It’s been no secret that I’ve been on a diet for two months now, this post is a little update to let you all know where I’m at and some of the problems I’ve faced recently. If you want to read about the start of my journey first, I suggest you head over to this link over here. Now that I’m further on and starting to see and feel different, I thought it would be interesting to show the toughest side of dieting against the better bits. So the aforementioned ‘better bits’ are fairly obvious; I have changed shape, I have lost nearly another stone and I have felt better in my own skin, I can now run across the road without huffing and puffing, my posture has improved.
Unfortunately, however, I have noticed a few changes that I’m not quite as happy with. My outlook on food and body image has changed because I’ve been focusing on the number on the scales and I’m hyper aware of the way food impacts my body. Primarily I saw how much I had been snacking on rubbish, I was boredom eating pre-diet and because I don’t really have a hobby I have struggled to think of something other than food. I have also been guilty of skipping meals and cutting back too much for the sake of losing another few lbs, I know that it’s unhealthy and not sustainable but it does become an obsession. This is particularly an issue because I remember cruel comments made by boys in school and I constantly point out my own flaws. Behaviour like this, admittedly I have found silly in other people and I didn’t really realise that I had started to do it until I sat back and thought about it.

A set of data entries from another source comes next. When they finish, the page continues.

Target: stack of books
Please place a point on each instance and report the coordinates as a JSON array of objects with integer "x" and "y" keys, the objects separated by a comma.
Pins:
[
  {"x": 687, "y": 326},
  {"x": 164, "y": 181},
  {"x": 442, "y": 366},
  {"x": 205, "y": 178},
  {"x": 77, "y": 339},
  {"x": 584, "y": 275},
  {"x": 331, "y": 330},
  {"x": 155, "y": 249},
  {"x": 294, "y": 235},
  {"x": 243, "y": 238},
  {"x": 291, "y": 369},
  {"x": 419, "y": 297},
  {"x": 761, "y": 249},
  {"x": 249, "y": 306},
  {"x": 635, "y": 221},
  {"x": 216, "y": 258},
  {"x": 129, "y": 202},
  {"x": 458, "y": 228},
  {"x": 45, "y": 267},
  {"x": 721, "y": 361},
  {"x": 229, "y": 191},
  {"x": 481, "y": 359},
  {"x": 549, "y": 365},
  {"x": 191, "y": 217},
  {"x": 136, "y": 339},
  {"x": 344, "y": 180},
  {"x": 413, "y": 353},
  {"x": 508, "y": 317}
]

I want to be at my best, I want a body as strong as it is beautiful. It’s not possible with my current outlook and I’m trying to change the way I think, honestly, I know that I need to pick myself up and set my head on straight but it’s not as easy as it sounds.
My main goal this week has been to listen to my body and give it what it needs to be healthy. The porridge above has been my attempt at satisfying my sweet tooth and to give me a natural sugar boost for energy. Other than that I have been taking better care of my diet by adding more protein and green vegetables. I have eaten out a few times too, one time I ordered mushroom benedict and another I ordered a chicken and rice dish with vegetables. It’s little treats like these that have really boosted me up since realising how unhealthy my attitude towards dieting has been. If anyone else has had similar problems, I’d love to get chatting to you because I feel like there’s a lot of pressure on people to be upbeat and positive about weightloss.